La insostenible coartada del sacerdocio
Hay en la Iglesia católica un doble techo de cristal con el que topan las mujeres, sean religiosas o seglares, en el acceso a cargos de responsabilidad. El más elevado –y hoy por hoy infranqueable– es el que marca el sacerdocio: algunos puestos implican la administración de los sacramentos, para lo cual se precisa ser sacerdote. Pero bajo ese techo hay otra barrera, esa sí franqueable, contra la que siguen estrellándose las aspiraciones femeninas. Son cargos sin obligaciones sacramentales, y por tanto abiertos a las mujeres, pero que aún tienden a recaer en curas.
Una mujer puede ocupar puestos en la curia romana y en las curias diocesanas; ser rectora de una universidad pontificia o católica, o decana de una de sus facultades; y ser nuncio (embajador) del Papa, entre otras cosas. Pero ocurre muy raramente. Una cultura masculina del poder, junto a las redes informales de cooperación entre varones –mecanismo este idéntico al que se da en la vida laboral civil–, y unas dosis de misoginia, hacen que también en esos ámbitos predominen los hombres. Con suerte, algunos de ellos son laicos.

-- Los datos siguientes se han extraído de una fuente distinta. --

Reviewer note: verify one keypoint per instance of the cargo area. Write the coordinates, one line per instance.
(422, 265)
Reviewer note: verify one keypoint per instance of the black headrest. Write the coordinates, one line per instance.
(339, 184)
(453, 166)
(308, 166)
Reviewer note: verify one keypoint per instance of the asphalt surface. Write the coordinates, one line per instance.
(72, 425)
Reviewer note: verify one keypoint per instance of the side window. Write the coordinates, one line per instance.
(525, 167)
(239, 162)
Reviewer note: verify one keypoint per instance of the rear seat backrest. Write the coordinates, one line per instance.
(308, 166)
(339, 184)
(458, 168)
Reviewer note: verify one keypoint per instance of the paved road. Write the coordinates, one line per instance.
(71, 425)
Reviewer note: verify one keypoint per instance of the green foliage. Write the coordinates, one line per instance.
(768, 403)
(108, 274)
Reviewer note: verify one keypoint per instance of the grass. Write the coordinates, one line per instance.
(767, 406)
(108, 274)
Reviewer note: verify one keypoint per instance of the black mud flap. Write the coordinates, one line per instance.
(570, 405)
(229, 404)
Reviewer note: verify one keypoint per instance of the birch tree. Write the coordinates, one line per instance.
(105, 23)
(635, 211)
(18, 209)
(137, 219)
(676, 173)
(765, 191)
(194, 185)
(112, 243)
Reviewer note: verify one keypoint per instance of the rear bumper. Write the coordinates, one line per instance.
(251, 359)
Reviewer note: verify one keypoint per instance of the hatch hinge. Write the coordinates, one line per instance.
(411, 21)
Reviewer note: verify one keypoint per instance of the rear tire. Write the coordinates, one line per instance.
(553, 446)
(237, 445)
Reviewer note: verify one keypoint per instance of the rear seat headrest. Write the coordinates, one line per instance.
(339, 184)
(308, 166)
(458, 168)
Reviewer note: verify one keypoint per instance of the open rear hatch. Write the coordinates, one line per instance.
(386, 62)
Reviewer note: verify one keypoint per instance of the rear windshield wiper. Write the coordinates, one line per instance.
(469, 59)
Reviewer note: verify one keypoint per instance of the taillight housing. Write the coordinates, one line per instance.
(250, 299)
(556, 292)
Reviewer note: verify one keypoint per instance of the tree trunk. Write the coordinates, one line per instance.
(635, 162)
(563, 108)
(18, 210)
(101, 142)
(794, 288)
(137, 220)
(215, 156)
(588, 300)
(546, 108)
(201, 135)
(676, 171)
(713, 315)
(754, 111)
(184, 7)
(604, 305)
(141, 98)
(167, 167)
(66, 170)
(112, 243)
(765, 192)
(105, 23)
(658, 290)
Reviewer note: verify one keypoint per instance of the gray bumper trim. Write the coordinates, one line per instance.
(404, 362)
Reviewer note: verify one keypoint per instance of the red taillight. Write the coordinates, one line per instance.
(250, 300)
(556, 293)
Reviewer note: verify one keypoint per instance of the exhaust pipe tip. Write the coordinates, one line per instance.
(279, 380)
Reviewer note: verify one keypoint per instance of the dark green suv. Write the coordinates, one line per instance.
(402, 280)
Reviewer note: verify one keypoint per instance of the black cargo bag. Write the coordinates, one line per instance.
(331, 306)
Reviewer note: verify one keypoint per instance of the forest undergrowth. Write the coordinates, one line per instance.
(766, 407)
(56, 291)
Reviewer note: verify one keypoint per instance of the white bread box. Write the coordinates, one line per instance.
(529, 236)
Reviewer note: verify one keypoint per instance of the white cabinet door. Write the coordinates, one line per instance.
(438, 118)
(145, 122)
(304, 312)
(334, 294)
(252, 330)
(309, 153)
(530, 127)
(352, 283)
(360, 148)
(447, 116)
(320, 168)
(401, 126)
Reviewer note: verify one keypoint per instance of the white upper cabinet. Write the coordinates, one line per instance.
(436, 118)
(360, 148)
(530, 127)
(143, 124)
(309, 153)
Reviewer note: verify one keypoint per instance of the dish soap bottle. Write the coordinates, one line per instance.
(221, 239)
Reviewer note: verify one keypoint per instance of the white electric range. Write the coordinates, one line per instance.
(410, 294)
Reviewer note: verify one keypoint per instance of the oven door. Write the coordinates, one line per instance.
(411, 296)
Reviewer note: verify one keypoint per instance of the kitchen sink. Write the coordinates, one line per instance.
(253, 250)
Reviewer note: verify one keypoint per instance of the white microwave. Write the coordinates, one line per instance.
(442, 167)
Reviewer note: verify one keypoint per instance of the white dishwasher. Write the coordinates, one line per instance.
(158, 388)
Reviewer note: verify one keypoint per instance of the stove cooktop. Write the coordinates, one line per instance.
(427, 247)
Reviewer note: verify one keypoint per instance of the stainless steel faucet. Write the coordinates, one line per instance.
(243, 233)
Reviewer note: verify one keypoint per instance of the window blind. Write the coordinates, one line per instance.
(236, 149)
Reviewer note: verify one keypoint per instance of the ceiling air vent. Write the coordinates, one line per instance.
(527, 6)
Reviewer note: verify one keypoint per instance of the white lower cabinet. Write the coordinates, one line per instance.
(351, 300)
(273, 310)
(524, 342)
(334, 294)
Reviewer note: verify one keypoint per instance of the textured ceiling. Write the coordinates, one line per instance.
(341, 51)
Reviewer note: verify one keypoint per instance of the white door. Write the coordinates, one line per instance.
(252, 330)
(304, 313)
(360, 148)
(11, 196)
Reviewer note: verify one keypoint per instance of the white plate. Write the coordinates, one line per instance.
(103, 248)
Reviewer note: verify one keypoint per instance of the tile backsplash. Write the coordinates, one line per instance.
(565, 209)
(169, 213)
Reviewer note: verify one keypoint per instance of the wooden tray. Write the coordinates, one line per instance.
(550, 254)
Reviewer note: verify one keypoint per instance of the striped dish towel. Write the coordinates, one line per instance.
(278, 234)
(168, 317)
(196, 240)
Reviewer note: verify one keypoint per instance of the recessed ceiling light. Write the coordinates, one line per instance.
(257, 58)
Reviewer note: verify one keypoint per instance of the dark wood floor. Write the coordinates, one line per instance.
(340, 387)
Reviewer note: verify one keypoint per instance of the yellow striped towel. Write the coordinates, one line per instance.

Es cierto que se van produciendo avances, y uno reciente lo tenemos bien cerca: el pasado septiembre, el cardenal Juan José Omella, arzobispo de Barcelona, nombró canciller de la archidiócesis a una mujer laica, Màrion Roca Sagués. En Roma hay subsecretarias en dicasterios vaticanos; y una periodista española, Paloma García Ovejero, es viceportavoz de la Santa Sede. En países anglosajones, las mujeres, consagradas o no, están muy presentes en la comunicación, auténtica punta de lanza de visibilidad social. El sacerdocio como excusa para que los hombres de Iglesia aparten a las mujeres de la toma de decisiones es insostenible. En el siglo XXI, esa coartada ya no funciona. Si una señora ejerce de nuncio en un país y se encuentra con que hay que decir misa en un acto, se la encarga a un sacerdote, y punto.